Sooooo....Sorry I wrote a novel here! Lol! ...I don't get much opportunity to tell anybody what I've been doing and once I got started here, I just kept rambling!
I hope things are going well for you!
Have you had snow yet?
We are expecting snow again Saturday night and most of Sunday.
I am not looking forward to more snow! ...but it is kind of cool to see bunny tracks in the snow! (We have lots of bunnies that live in our apartment complex.)
U don't worry about how long your posts r. I'm not on the clock anymore.
Things r going well. Both my sister and I have disowned the monster. Aftershe lied on both of us to the cops and the county, she died in my heart.

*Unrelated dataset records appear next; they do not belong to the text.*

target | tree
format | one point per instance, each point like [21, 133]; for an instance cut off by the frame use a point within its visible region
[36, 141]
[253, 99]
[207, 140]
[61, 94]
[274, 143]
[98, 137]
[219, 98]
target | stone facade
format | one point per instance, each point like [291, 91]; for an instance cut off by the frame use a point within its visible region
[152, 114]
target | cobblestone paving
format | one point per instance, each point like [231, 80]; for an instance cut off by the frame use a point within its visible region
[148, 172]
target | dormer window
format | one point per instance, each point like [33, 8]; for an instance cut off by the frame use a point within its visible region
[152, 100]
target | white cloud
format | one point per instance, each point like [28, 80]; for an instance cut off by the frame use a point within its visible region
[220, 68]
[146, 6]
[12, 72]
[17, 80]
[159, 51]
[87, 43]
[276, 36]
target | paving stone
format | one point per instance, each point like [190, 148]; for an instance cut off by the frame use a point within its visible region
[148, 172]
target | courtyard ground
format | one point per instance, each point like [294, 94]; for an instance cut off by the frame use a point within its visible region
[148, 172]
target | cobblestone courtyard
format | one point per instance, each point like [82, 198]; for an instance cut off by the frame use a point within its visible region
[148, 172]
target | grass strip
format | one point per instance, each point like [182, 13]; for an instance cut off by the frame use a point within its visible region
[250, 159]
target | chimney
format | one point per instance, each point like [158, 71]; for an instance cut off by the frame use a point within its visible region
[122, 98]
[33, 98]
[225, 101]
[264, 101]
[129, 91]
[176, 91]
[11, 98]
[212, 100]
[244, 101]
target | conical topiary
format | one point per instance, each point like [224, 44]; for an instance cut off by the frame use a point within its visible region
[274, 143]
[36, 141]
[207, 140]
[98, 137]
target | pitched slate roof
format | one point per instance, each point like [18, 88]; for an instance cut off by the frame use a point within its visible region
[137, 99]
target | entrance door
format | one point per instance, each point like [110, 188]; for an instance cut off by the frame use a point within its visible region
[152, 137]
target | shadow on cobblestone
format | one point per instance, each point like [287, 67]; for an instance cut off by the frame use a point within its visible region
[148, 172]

Our lives have gotten back to our previous monster levels. Our dynamics r slightly different. Sis is happily married and spends the holiday's work jet husband's family who have completely taken her to their hearts. Wifelady and I take the holidays with daughter girl and her family. I generally call the 4 odd them the kids. Ken got saved and now all 4 of them r in and working for the church. I'm so proud of them all. I know u don't believe. Don't think I'm back for preaching. It's just a big part of my life. Most Sunday mornings I go live on my Facebook group"siblings of the gospel " u can check me out on melbas Feb accounts.
No snow yet. Just 2 frosty mornings. Be well and I'll see u later.